終戦から76年となった8月15日。全国戦没者追悼式が、東京都千代田区の日本武道館で開かれ、私はテレビで参加した。
新型コロナウイルスの感染拡大の影響で、遺族の参列は過去最少の25都道府県、約50人だったようだ。
天皇は、戦後の平和に思いを致しつつ、「過去を顧み、深い反省の上に立って、再び戦争の惨禍が繰り返されぬことを切に願い」と述べられた。戦後70年の2015年に上皇さまが盛り込まれた「深い反省」を今年も踏襲された。
私の知り合い(77歳)は、戦死した父親を知らずに戦後を生きて来られた。お父様は農家に婿養子に来たお方で、戦争未亡人となられたお母様は亡くなったお父様の弟と戦後まもなく再婚された。

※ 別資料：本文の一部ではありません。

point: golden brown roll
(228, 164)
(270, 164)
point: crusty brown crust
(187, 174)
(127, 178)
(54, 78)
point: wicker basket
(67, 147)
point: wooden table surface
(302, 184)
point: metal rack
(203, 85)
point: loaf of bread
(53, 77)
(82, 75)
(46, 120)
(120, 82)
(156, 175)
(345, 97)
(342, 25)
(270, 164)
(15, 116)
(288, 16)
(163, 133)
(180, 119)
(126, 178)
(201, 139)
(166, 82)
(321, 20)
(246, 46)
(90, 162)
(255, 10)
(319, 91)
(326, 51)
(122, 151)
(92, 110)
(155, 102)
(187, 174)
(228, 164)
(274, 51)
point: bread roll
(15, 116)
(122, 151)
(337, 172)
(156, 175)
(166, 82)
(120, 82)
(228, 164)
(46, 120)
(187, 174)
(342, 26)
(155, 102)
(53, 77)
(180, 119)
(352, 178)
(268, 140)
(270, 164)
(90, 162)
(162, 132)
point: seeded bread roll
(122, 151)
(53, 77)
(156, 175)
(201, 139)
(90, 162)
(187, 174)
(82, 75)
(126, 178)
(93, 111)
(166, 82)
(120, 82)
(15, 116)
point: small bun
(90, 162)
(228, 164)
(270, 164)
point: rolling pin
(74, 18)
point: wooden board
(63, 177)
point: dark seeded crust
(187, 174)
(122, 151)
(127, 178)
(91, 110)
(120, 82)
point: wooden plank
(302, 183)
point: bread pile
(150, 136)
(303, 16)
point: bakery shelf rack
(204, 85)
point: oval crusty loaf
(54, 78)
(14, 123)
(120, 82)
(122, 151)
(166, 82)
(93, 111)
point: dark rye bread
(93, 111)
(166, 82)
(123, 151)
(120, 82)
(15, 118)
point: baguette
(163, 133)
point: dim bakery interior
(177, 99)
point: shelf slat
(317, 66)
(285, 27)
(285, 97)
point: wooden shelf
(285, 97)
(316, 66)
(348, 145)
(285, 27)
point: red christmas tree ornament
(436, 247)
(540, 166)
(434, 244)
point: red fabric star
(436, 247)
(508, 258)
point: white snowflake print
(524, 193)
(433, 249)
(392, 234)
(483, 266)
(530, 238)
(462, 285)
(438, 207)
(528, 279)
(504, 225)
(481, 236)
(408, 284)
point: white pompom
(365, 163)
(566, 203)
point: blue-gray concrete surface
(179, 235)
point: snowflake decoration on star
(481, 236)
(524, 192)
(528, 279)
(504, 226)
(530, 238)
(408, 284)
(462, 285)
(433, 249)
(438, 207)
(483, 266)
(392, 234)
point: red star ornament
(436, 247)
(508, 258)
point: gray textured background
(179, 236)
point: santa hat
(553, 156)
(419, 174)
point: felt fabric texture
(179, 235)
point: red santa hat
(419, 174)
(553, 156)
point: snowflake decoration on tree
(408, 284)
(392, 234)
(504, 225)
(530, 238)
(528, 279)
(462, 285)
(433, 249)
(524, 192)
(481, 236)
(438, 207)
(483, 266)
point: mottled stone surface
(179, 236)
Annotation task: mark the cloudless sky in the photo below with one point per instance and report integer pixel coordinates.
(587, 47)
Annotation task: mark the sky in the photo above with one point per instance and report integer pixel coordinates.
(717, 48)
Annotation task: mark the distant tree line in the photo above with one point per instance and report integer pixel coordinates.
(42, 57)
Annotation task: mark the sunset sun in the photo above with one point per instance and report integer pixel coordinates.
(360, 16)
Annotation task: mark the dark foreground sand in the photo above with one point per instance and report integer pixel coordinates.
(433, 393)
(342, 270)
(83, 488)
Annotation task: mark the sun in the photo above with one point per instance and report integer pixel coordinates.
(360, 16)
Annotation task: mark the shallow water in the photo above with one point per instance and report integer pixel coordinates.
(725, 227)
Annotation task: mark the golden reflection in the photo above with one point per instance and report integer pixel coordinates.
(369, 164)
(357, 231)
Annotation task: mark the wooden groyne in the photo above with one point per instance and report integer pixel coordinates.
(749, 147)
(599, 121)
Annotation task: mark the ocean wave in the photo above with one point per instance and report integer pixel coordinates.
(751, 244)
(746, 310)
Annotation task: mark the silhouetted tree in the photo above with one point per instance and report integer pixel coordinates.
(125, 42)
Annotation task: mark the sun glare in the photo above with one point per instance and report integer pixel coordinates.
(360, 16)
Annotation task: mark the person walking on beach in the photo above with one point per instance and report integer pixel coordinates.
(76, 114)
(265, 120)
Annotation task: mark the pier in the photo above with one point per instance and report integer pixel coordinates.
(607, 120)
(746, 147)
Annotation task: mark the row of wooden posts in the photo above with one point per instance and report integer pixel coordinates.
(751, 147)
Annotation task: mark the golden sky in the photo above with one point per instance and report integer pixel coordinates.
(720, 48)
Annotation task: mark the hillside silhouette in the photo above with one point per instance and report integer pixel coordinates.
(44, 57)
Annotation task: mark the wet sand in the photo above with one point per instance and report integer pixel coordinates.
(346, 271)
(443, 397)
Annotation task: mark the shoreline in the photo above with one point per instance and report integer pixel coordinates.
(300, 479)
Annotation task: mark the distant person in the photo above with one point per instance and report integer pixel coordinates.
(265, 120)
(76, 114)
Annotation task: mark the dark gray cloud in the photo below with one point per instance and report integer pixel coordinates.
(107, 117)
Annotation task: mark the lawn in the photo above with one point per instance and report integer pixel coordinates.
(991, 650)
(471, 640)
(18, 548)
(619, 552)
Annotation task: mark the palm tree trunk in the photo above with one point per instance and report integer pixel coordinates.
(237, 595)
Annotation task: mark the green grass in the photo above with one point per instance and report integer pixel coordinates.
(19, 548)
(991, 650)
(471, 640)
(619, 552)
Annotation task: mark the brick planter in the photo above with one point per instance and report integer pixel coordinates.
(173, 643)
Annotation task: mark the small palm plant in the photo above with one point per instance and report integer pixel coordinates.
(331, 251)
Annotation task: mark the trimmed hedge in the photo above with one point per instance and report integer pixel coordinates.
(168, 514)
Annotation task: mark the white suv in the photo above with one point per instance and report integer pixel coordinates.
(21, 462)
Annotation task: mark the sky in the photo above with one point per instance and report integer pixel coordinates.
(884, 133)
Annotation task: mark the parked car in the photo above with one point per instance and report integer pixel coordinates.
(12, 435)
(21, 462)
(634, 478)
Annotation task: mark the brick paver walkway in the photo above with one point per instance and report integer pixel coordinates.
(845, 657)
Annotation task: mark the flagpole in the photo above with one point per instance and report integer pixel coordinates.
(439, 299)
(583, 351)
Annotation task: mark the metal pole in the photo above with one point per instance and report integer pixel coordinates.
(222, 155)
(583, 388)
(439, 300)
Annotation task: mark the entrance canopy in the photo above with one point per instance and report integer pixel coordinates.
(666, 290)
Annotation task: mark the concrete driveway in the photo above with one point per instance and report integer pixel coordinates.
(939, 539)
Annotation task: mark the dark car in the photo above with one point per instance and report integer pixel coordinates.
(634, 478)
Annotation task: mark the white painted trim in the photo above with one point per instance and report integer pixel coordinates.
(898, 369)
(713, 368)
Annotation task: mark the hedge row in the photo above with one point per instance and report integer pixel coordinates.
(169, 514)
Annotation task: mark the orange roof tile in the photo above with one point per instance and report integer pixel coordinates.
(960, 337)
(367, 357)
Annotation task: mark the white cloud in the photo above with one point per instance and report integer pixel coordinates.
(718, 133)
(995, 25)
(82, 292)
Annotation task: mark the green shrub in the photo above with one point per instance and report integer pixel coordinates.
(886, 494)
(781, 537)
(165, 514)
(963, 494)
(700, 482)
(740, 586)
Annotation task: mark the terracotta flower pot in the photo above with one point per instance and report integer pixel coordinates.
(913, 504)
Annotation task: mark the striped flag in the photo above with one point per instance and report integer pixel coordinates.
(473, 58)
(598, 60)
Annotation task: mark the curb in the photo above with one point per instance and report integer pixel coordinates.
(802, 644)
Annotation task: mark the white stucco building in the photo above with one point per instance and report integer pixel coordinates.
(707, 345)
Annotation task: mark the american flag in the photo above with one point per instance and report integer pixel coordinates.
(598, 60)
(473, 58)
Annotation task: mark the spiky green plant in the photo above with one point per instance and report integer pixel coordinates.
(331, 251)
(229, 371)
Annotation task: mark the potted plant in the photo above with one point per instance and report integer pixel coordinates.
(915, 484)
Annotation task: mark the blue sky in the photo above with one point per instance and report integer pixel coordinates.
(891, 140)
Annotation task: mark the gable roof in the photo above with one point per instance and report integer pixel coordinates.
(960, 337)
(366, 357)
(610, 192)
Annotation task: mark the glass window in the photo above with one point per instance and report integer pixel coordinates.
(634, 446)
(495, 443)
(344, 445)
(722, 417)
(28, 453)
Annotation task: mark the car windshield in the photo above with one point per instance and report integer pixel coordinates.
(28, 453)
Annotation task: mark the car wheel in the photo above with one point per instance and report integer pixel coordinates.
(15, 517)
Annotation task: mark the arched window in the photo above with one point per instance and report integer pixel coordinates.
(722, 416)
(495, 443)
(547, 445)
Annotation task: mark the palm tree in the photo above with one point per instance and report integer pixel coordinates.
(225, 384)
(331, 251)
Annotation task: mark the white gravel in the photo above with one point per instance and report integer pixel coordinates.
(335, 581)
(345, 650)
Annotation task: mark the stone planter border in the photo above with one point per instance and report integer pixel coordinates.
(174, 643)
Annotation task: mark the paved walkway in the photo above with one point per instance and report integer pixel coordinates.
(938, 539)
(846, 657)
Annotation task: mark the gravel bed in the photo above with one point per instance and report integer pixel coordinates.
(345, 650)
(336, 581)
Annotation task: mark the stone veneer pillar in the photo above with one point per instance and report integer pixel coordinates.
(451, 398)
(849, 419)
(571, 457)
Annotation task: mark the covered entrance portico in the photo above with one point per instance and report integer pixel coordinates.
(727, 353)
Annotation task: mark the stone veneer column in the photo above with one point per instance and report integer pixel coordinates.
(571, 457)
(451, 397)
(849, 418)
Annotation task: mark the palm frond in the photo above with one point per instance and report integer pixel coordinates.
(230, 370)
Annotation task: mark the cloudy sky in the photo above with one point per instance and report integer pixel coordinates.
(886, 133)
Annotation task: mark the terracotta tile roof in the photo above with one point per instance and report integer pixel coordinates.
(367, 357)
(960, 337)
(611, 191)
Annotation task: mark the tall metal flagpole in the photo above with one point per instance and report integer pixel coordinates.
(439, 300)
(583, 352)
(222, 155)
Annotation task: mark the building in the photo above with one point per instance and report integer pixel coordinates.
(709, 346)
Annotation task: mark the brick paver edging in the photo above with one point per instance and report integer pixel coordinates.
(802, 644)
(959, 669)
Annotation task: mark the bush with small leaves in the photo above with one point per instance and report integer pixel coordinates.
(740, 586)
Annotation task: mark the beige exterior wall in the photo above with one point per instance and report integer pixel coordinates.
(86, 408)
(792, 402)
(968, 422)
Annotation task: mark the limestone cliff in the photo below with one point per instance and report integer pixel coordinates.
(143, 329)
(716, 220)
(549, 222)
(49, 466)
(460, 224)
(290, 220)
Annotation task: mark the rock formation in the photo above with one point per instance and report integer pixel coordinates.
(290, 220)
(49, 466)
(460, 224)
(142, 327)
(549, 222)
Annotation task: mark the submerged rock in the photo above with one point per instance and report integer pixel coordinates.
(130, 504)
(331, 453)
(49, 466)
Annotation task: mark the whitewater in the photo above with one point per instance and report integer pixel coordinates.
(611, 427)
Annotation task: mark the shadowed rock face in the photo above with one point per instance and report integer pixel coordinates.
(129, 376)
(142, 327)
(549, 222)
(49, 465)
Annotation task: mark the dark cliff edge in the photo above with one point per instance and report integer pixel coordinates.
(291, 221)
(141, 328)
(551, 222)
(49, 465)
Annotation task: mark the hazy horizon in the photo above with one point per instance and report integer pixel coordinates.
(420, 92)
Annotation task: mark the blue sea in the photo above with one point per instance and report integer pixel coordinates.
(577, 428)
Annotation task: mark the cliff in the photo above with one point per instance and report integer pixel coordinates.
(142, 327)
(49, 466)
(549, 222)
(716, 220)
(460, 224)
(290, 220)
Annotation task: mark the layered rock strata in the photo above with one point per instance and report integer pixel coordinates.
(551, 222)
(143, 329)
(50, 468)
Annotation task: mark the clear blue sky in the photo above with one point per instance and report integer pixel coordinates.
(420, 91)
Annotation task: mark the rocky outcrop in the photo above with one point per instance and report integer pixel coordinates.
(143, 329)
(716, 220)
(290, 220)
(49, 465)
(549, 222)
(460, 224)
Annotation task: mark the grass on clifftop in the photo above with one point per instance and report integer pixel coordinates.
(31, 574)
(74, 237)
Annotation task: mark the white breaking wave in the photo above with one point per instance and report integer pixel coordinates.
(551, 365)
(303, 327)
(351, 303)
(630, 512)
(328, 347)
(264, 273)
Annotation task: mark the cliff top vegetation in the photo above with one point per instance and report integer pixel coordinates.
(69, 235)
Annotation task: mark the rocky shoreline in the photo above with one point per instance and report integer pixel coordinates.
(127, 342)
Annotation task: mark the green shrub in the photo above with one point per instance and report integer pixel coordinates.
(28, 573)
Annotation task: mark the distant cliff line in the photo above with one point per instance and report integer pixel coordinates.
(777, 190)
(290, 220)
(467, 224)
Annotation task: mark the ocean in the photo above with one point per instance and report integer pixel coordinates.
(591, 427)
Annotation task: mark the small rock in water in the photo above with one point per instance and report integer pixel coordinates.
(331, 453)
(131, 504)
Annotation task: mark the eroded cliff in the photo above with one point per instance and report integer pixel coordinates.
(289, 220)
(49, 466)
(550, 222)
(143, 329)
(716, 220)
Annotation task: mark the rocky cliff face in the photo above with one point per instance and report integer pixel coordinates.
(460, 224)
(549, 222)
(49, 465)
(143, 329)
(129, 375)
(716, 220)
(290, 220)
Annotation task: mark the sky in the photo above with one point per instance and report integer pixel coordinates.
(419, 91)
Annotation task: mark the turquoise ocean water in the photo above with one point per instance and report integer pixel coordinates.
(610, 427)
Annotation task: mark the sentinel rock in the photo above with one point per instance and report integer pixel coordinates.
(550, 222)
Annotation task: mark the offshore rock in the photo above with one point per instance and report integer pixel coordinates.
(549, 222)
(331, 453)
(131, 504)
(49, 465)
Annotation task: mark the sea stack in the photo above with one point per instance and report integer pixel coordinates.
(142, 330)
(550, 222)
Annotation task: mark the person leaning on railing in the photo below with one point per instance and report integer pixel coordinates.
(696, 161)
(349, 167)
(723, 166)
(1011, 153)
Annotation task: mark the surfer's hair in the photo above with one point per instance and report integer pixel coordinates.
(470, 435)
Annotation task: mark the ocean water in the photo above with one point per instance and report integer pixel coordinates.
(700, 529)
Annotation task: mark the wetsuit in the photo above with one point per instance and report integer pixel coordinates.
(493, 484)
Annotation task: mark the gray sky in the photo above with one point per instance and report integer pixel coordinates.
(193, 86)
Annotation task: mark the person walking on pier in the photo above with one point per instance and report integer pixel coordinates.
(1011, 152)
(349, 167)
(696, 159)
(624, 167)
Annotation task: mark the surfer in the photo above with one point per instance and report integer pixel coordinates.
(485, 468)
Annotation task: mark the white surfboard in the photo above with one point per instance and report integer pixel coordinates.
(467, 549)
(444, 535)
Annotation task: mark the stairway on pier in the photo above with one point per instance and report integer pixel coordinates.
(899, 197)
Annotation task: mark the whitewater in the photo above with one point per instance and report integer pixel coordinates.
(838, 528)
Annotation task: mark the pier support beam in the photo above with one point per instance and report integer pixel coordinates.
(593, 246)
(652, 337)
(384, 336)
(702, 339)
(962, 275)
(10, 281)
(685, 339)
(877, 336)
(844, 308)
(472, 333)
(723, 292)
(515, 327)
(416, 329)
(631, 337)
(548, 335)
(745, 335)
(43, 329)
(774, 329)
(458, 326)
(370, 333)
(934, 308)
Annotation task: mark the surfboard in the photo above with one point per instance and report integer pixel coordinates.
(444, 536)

戦死した兄に次いで婿養子に入られた弟さんが、農家の大黒柱となって戦後を生きて来られたのだった。
それは、金銭で償えないほどの喪失だと知り合いの方は仰るのだが、お母様も継父も戦後産まれた異父兄弟たちもみな戦争の傷を抱えて戦後を生きて来られたわけで、私には想像を絶する悲劇なのだった。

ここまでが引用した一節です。